Pular para o conteúdo

← Voltar ao blog

Liderança Cristocêntrica

Escravo Santo da Luz

Eduardo Mendes · 2024–2025 · Leitura de 2 min

Escravo Santo da Luz

Quando o mundo grita por paz, geralmente busca o fim das dificuldades. Mas e se a paz não for um estado de ser, mas uma pessoa? Para aqueles que creem, a paz tem um nome: Jesus.

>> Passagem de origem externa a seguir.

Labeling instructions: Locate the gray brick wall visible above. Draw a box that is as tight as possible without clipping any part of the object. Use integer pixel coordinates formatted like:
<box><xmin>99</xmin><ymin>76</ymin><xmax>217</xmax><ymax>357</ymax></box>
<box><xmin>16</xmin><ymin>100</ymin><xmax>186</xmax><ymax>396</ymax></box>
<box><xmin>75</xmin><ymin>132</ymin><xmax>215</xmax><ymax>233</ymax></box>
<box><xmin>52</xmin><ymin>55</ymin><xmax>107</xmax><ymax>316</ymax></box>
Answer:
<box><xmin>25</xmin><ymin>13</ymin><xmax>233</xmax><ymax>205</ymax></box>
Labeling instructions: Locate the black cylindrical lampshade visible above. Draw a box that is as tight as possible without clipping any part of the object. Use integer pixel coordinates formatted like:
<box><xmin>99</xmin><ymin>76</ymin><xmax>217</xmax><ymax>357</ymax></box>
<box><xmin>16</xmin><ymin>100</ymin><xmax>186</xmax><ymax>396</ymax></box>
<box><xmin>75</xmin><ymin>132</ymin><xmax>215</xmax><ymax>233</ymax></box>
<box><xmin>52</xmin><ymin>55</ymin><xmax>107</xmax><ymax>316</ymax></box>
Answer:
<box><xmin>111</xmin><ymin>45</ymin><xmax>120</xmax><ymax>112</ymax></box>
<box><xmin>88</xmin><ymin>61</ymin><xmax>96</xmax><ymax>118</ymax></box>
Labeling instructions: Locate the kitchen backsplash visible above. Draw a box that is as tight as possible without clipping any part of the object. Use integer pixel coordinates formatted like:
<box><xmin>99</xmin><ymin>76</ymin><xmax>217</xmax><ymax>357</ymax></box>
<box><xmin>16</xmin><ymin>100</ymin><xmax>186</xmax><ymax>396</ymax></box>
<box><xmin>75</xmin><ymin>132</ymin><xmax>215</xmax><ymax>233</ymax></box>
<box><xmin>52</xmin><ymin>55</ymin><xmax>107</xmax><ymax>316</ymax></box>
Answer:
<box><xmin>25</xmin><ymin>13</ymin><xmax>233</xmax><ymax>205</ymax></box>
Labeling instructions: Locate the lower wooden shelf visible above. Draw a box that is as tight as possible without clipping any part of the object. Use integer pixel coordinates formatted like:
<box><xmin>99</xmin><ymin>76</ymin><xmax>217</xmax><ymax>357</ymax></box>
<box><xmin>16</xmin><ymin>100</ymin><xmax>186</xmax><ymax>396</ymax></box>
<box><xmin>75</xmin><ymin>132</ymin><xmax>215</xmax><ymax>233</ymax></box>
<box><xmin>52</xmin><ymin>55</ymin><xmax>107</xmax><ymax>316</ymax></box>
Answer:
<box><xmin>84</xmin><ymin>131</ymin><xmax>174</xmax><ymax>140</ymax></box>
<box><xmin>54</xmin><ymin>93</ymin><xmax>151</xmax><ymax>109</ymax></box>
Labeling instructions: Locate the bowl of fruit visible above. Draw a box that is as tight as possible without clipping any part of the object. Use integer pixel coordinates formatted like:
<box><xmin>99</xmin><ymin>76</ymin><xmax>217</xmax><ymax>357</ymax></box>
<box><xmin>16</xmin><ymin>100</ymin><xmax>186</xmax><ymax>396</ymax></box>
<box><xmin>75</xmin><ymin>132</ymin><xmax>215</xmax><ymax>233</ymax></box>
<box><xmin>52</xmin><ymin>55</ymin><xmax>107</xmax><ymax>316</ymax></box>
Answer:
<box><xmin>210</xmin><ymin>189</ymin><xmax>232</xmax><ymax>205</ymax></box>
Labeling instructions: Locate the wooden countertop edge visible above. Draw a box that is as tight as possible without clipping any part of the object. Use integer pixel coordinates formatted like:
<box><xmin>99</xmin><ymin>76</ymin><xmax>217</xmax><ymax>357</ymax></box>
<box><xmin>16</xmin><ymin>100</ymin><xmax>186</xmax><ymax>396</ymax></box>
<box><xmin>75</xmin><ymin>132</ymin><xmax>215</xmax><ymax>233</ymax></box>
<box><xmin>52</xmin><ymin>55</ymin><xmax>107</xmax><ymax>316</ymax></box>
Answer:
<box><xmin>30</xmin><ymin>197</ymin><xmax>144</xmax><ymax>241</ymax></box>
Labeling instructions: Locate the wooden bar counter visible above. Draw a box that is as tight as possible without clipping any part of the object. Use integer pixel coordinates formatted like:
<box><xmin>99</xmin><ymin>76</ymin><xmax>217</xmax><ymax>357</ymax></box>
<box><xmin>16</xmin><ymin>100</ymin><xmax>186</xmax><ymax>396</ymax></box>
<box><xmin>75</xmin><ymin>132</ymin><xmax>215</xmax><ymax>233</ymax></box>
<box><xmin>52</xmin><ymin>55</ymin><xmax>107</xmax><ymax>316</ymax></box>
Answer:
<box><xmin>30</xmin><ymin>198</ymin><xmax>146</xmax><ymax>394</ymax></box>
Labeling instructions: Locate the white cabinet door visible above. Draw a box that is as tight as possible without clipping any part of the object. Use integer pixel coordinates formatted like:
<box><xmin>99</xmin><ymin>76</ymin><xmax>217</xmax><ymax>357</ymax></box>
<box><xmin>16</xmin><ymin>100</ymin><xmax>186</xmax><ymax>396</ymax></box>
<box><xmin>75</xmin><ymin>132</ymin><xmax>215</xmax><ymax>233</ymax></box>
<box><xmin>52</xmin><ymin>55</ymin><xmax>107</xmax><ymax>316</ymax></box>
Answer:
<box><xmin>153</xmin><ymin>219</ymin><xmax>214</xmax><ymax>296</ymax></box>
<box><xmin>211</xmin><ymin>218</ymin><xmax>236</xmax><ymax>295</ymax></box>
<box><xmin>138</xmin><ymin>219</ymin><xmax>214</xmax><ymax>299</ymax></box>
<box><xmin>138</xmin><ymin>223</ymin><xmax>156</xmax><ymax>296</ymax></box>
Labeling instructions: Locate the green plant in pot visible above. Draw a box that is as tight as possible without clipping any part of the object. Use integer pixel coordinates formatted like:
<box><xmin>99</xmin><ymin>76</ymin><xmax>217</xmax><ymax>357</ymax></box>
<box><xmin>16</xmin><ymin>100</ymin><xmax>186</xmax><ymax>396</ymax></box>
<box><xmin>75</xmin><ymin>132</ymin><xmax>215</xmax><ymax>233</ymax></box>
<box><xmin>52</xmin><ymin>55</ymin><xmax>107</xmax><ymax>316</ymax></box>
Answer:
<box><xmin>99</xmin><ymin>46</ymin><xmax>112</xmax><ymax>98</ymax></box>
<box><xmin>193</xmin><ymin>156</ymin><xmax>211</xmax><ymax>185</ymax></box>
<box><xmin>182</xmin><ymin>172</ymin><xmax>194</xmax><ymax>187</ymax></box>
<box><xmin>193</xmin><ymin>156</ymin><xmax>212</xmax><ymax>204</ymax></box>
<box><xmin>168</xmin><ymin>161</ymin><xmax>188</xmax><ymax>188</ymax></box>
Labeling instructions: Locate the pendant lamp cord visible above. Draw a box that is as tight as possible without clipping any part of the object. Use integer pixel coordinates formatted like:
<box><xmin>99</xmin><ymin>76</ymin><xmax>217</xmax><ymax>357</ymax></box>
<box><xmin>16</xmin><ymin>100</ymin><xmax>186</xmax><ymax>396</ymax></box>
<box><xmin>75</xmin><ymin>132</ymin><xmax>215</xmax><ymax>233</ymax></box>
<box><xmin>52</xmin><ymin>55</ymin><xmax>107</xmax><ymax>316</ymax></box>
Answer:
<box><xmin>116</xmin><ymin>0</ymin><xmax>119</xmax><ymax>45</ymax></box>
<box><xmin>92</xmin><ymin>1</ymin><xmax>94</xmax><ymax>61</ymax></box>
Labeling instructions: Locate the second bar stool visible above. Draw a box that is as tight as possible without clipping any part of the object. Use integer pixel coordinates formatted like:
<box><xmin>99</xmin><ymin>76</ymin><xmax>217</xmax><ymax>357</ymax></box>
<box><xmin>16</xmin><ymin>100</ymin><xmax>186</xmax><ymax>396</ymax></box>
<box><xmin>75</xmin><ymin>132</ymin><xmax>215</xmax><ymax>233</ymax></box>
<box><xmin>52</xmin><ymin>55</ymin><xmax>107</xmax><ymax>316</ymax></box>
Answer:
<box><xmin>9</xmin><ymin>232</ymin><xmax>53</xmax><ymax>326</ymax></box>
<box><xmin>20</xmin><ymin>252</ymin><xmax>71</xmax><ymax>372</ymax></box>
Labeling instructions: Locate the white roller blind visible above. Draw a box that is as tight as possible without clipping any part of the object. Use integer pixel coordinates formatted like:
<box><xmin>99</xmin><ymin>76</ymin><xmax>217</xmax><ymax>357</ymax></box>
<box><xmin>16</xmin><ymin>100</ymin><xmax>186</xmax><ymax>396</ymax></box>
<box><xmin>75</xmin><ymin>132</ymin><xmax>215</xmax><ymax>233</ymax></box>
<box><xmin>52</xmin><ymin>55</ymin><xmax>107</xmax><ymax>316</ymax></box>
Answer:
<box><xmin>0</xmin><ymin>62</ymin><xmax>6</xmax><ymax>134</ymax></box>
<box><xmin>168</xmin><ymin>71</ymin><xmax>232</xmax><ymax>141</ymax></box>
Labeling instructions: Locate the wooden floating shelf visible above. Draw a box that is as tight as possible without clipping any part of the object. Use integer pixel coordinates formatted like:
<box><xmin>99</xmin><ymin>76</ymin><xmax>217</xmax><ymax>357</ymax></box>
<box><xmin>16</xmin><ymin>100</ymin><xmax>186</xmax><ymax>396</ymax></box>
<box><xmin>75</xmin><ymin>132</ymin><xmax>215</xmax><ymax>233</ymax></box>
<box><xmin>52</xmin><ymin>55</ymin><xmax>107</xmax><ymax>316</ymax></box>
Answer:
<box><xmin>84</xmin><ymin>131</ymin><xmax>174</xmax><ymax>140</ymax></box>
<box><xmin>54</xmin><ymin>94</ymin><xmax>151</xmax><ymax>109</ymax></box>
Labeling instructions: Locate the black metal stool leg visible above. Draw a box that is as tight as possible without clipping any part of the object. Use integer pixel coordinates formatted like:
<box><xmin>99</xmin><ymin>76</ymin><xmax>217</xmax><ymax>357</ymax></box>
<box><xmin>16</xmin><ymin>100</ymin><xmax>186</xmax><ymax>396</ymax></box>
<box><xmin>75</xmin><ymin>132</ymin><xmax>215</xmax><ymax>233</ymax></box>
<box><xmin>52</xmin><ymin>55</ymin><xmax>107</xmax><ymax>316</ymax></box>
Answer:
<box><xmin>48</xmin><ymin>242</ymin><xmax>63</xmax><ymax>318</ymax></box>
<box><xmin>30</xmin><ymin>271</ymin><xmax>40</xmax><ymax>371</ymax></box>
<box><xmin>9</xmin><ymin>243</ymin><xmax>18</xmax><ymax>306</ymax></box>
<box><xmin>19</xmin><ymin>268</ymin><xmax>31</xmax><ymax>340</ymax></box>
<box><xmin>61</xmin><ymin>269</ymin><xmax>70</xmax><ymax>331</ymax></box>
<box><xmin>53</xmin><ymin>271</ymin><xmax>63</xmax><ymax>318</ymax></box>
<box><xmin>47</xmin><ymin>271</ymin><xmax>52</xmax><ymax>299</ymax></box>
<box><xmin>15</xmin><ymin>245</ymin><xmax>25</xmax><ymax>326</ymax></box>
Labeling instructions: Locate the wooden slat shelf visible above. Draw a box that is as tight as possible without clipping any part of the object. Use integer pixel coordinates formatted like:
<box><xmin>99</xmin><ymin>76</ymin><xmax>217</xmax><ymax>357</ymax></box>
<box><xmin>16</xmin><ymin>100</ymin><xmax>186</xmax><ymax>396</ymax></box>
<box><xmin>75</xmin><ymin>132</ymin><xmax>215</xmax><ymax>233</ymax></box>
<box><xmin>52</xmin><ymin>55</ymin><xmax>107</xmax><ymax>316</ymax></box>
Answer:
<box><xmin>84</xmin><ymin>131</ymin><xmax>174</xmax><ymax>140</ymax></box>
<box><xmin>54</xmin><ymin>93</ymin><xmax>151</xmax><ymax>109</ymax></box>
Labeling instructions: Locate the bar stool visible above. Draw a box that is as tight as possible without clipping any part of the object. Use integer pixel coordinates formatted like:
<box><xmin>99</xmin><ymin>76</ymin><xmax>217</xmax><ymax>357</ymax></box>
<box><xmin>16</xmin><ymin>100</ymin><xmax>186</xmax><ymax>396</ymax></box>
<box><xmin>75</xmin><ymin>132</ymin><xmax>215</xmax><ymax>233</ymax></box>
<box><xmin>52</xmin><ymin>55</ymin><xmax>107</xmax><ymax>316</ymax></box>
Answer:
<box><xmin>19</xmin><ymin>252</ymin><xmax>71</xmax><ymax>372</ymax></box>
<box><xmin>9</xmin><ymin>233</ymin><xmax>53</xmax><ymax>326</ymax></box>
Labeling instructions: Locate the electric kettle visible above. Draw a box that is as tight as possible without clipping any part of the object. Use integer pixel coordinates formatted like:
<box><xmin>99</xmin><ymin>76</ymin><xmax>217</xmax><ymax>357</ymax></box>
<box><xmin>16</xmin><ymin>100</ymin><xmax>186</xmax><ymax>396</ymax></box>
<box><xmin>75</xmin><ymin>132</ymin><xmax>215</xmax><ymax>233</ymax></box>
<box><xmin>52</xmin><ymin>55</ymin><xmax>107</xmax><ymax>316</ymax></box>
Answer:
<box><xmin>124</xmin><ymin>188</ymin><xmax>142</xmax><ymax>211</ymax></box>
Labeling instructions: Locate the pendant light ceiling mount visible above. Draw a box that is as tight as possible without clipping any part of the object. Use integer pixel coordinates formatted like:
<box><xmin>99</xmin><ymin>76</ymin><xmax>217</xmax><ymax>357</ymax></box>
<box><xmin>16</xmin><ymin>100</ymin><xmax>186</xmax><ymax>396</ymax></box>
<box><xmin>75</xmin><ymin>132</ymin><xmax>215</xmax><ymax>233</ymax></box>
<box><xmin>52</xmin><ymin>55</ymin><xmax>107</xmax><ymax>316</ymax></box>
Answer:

Imagine que você está perdido em escuridão absoluta. Seu coração dispara, e seus pensamentos correm, num redemoinho frenético de desespero. Então, do nada, surge um único e brilhante ponto de luz. Essa luz não é algo que você mereceu ou encontrou; é um presente, um momento de pura graça. Sua mente, sua própria alma, torna-se instantaneamente grata por esse único farol de esperança. Você se move em direção a ela, não porque sabe o que vem a seguir se atravessar para a luz, mas porque é a única esperança que você tem.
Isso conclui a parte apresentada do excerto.